Macquarie Dictionary Blog: Archives
The internet – to capitalise or not to capitalise?
Nov 11, 2011
We have recently received a query about the spelling of the internet with a lower case i from someone who feels strongly that the capitalised form should be used. After all, they argue, if Facebook and Twitter are capitalised, so should the thing that makes Facebook and Twitter possible.
Firstly we should point out that the dictionary still allows the capitalised form of the word. It gives the lower case form as headword and the upper case form as variant because that is how it is at the moment, and the function of the dictionary is to record how it is, not to instruct or lead the way.
Facebook and Twitter are capitalised because they are trademarks. They are words that are owned by companies.

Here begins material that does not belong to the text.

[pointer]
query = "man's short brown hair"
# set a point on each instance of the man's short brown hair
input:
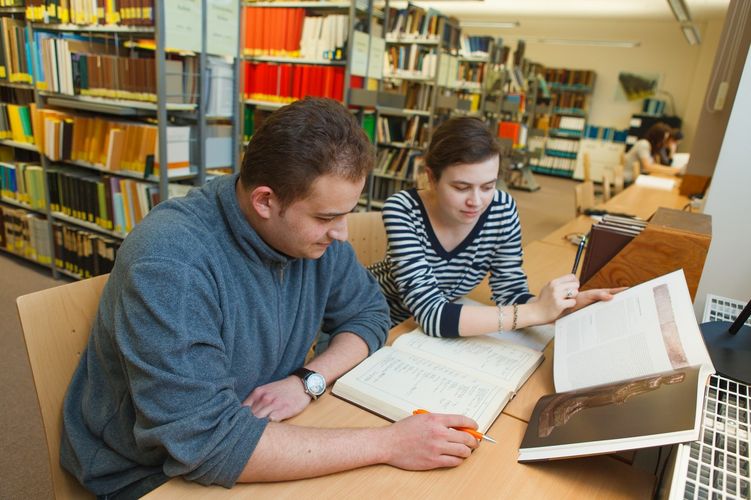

The basic function of the capital is to mark out a proper noun from the generic or common nouns. The use of the the in front of the word makes a non-count noun either by turning an adjective into a noun (the poor) or by turning a noun with a possible plural form into one that does not allow of a plural (the universe). Internet was originally used adjectivally and then turned into a noun.
OED records a use of the:
Before the name of a unique object or one so considered, or of which there is only one at a time; e.g. the sun, the earth, the sea, the sky, the air, the world, the universe, the Almighty, the Lord, the Messiah, the Saviour, the Gospel, the Bible, the abyss, the pit, the Devil, the Emperor, the Pope, the Kaiser, the Sultan, the Shah, etc.
The capitalisation is following a different line. Religion demands capitals but perhaps we would not want to put the internet on the same pedestal as God?